Last month, prominent British evangelical leader, Steve Chalke, publicly declared that he had changed his mind regarding what the Bible teaches about the sin of homosexuality. Chalke’s new opinion on this subject did not go unnoticed and received numerous responses, some of which affirmed his position and others that opposed it. Christian Today now reports that Chalke continues to defend his position. Most notably, Chalke asserts that he does not believe that homosexuality is a sin.
Addressing the charge that his position overturns Scripture and 2,000 years of church history, Chalke said he had not abandoned the Bible and that the church had changed its position on several major issues, like slavery, women, and divorce….
“I don’t think that being homosexual is a sin so to call someone who is homosexual a sinner for that reason is a category error and I don’t think it’s an error the New Testament makes,” he said.
In response to similar arguments made in Chalke’s original announcement, Professor of Church History and Historical Theology at Westminster Seminary California, R. Scott Clark, appealed to Matthew 5:17–18, stating:
Let us admit the ambiguity in the clause “all is fulfilled” but it is clear that heaven and earth has not passed away. These are parallel expressions. The moral law, which God the Son mediated in creation, to Adam and Eve, which he announced and interpreted in his earthly ministry, is still in force. The moral law forbids all sexual immorality. According to Scripture—a point which Chalke concedes—homosexual behavior is regarded as sexual immorality. The tension here is irresolvable. Source
Thus, regardless of how today’s postmodern society may like to reinterpret God’s Word, it nevertheless stands unchanging and true.

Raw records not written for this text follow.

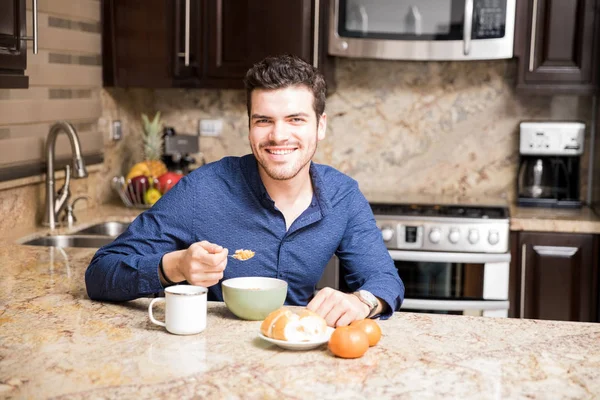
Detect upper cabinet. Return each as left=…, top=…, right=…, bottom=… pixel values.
left=102, top=0, right=335, bottom=90
left=513, top=0, right=600, bottom=94
left=102, top=0, right=175, bottom=87
left=0, top=0, right=29, bottom=88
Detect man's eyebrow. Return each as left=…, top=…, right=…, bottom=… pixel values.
left=286, top=112, right=310, bottom=118
left=251, top=114, right=271, bottom=120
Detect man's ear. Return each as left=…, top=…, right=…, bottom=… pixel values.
left=317, top=113, right=327, bottom=141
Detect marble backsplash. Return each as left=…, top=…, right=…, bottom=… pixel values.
left=100, top=58, right=592, bottom=204
left=0, top=58, right=593, bottom=236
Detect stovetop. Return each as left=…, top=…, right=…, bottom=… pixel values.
left=370, top=203, right=509, bottom=220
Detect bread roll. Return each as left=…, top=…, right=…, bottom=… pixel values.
left=260, top=307, right=327, bottom=342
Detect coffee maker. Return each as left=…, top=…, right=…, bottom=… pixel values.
left=162, top=127, right=201, bottom=175
left=517, top=121, right=585, bottom=208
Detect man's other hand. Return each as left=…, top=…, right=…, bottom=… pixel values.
left=307, top=287, right=370, bottom=327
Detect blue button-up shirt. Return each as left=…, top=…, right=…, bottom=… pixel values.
left=85, top=155, right=404, bottom=318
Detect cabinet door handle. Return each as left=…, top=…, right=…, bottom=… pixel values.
left=532, top=245, right=578, bottom=257
left=528, top=0, right=539, bottom=71
left=184, top=0, right=190, bottom=66
left=520, top=244, right=526, bottom=318
left=463, top=0, right=473, bottom=56
left=177, top=0, right=191, bottom=66
left=313, top=0, right=320, bottom=68
left=22, top=0, right=38, bottom=54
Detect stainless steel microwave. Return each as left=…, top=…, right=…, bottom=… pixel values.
left=328, top=0, right=516, bottom=61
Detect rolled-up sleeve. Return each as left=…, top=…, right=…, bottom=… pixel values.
left=336, top=190, right=404, bottom=319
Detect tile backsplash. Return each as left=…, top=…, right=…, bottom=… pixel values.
left=0, top=58, right=593, bottom=236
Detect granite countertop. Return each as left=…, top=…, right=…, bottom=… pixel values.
left=510, top=204, right=600, bottom=234
left=1, top=213, right=600, bottom=399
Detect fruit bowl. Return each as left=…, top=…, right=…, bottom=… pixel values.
left=112, top=176, right=156, bottom=209
left=112, top=170, right=184, bottom=209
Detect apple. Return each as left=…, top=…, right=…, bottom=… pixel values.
left=156, top=171, right=183, bottom=194
left=144, top=187, right=162, bottom=206
left=126, top=175, right=150, bottom=204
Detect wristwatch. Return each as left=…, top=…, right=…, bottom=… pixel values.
left=353, top=290, right=379, bottom=318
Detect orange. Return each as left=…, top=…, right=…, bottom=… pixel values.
left=350, top=319, right=382, bottom=347
left=328, top=326, right=369, bottom=359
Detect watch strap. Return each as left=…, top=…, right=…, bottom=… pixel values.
left=353, top=290, right=378, bottom=318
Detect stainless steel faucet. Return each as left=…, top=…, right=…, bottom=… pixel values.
left=43, top=121, right=88, bottom=229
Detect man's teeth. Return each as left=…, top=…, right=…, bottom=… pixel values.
left=269, top=149, right=295, bottom=155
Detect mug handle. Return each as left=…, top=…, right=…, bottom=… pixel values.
left=148, top=298, right=166, bottom=327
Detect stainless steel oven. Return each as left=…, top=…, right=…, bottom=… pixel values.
left=328, top=0, right=516, bottom=61
left=389, top=250, right=510, bottom=317
left=372, top=203, right=511, bottom=317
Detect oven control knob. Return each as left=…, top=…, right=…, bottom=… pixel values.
left=381, top=227, right=394, bottom=242
left=429, top=228, right=441, bottom=243
left=448, top=228, right=460, bottom=244
left=468, top=229, right=480, bottom=244
left=488, top=230, right=500, bottom=245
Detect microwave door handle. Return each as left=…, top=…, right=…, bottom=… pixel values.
left=359, top=6, right=368, bottom=34
left=463, top=0, right=474, bottom=55
left=402, top=299, right=510, bottom=311
left=407, top=6, right=422, bottom=35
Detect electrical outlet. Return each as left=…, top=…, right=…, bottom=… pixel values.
left=199, top=119, right=223, bottom=137
left=111, top=120, right=122, bottom=141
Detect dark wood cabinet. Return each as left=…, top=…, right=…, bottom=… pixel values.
left=103, top=0, right=335, bottom=90
left=102, top=0, right=175, bottom=87
left=514, top=0, right=600, bottom=94
left=0, top=0, right=29, bottom=88
left=509, top=231, right=598, bottom=322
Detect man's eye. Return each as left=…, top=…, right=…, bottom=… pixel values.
left=291, top=118, right=305, bottom=123
left=255, top=119, right=270, bottom=124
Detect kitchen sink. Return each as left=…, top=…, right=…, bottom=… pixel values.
left=72, top=221, right=129, bottom=237
left=19, top=220, right=131, bottom=248
left=21, top=235, right=115, bottom=248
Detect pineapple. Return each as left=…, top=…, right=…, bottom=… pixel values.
left=141, top=112, right=168, bottom=178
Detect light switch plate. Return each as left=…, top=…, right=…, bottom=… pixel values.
left=111, top=120, right=122, bottom=141
left=199, top=119, right=223, bottom=137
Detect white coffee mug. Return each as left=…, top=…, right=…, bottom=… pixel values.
left=148, top=285, right=208, bottom=335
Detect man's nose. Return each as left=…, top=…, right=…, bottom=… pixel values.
left=269, top=121, right=290, bottom=143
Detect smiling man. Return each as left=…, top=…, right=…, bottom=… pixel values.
left=85, top=54, right=404, bottom=326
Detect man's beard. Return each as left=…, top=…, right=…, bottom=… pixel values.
left=254, top=141, right=317, bottom=181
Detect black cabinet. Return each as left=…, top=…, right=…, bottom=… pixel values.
left=0, top=0, right=28, bottom=88
left=509, top=231, right=598, bottom=322
left=102, top=0, right=335, bottom=90
left=513, top=0, right=600, bottom=94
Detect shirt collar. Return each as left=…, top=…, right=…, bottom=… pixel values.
left=240, top=154, right=331, bottom=216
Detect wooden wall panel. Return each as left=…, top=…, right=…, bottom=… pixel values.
left=27, top=13, right=102, bottom=53
left=0, top=1, right=103, bottom=179
left=27, top=63, right=102, bottom=87
left=0, top=131, right=103, bottom=165
left=27, top=0, right=101, bottom=22
left=0, top=99, right=101, bottom=125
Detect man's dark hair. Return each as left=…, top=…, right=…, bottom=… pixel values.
left=243, top=54, right=327, bottom=121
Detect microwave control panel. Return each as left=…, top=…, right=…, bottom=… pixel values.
left=474, top=0, right=507, bottom=39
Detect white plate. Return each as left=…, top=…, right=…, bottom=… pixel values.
left=258, top=327, right=334, bottom=351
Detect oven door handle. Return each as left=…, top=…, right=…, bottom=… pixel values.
left=388, top=250, right=511, bottom=264
left=402, top=298, right=510, bottom=311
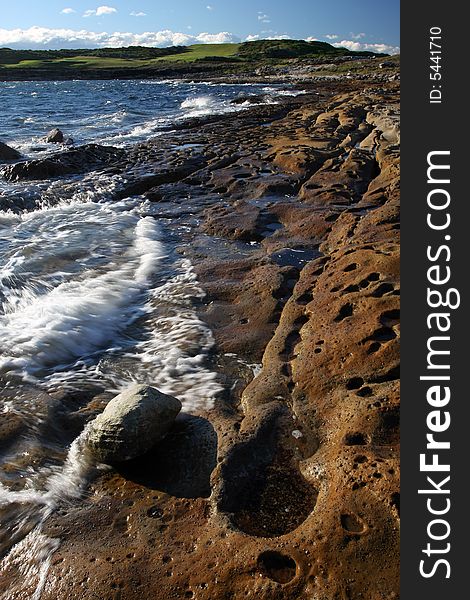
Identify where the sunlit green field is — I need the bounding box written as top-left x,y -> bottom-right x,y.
153,43 -> 240,62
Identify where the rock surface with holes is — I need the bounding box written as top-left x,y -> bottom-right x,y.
11,70 -> 402,600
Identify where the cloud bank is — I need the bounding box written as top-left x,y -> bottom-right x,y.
332,40 -> 400,54
0,26 -> 239,49
0,26 -> 399,54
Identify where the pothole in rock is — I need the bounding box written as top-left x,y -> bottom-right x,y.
344,432 -> 369,446
340,513 -> 367,533
226,466 -> 317,538
219,437 -> 318,538
257,551 -> 297,584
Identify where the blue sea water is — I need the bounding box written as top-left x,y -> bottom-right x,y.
0,79 -> 290,155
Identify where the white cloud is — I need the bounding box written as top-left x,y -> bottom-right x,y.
247,30 -> 290,41
257,12 -> 271,23
325,34 -> 338,40
351,32 -> 366,40
96,5 -> 117,16
333,40 -> 400,55
84,6 -> 117,17
196,31 -> 235,43
261,34 -> 291,40
61,8 -> 76,14
305,36 -> 319,42
0,25 -> 399,55
0,26 -> 239,50
130,11 -> 146,17
206,5 -> 213,10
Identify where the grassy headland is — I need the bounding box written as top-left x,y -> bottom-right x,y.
0,39 -> 390,80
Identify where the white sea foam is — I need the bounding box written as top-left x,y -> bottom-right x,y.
103,117 -> 168,143
0,196 -> 222,593
42,256 -> 223,413
0,209 -> 164,379
130,259 -> 223,412
275,89 -> 308,96
0,430 -> 96,600
0,195 -> 222,412
0,528 -> 61,600
0,430 -> 95,511
180,95 -> 240,118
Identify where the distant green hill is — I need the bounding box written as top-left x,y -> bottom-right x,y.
236,39 -> 375,59
0,46 -> 186,65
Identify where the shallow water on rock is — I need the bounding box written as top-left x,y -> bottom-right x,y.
0,169 -> 222,595
0,78 -> 309,596
0,193 -> 221,409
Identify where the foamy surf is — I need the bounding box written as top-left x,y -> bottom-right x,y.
0,193 -> 222,412
0,528 -> 61,600
0,192 -> 223,596
1,80 -> 297,156
0,430 -> 97,600
180,95 -> 241,118
0,204 -> 165,380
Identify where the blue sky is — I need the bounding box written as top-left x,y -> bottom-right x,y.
0,1 -> 400,53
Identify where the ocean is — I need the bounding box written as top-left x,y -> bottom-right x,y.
0,79 -> 295,153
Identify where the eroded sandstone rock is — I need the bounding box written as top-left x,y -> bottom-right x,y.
7,78 -> 402,600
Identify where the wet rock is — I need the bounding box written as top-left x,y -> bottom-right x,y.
0,141 -> 22,162
0,412 -> 27,453
86,384 -> 182,463
2,143 -> 125,182
45,128 -> 64,143
203,201 -> 264,242
230,94 -> 266,105
115,156 -> 207,199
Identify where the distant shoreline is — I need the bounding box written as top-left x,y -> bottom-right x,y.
0,40 -> 394,83
0,69 -> 265,83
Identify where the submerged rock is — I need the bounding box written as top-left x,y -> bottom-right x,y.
0,141 -> 22,162
230,94 -> 267,105
45,128 -> 65,143
86,384 -> 182,463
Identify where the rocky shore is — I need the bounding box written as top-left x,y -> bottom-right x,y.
0,73 -> 399,599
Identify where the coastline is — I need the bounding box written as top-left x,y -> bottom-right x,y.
0,72 -> 400,599
0,53 -> 399,84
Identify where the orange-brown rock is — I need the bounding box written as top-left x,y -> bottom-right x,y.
1,76 -> 400,600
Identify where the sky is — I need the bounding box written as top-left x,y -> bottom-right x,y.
0,1 -> 400,54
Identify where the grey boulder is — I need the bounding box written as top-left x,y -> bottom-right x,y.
86,384 -> 182,463
45,128 -> 64,143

As was previously reported, Chalke claims that his newfound views on homosexuality are a result of seeking to take seriously the Bible’s authority. Chalke’s own history, however, demonstrates that he revealed his disdain for the truths of Scripture a decade ago when he apparently rejected the doctrine of penal substitution. Dr. Carl Trueman notes that Chalke’s downward progression is an example that “doctrinal minimalism…is inherently volatile.”
Chalke is a good example: in the past, he was revolted by the idea that God could be angry with sin; that requires a redefinition not only of salvation but also of sin itself. Those who reject God as angry with sin tend, historically, to reduce sin to disrupted relationships between human beings. Sin is thus not what drives people away from God, as it is in the Bible, but that which drives them away from each other. On such an account, it is not homosexuality which is sin but the repression or coercive prevention of the same. Chalke is being very consistent with the deepest implicit structures of his theology. SOURCE
This so-called evolution on the issue of homosexuality is one that the church most likely can expect to face more and more in the coming days. This is precisely why each Christian must daily equip himself with the armor of God as described by the Apostle Paul in Ephesians 6. Once well-armed, addressing these real and relevant concerns of the day may perhaps be viewed by the Christian as ideal opportunities to not only stand firmly and confidently upon the truths of Scripture, but to clearly articulate the saving gospel of Jesus Christ and repentance and forgiveness of sins through faith in Him alone.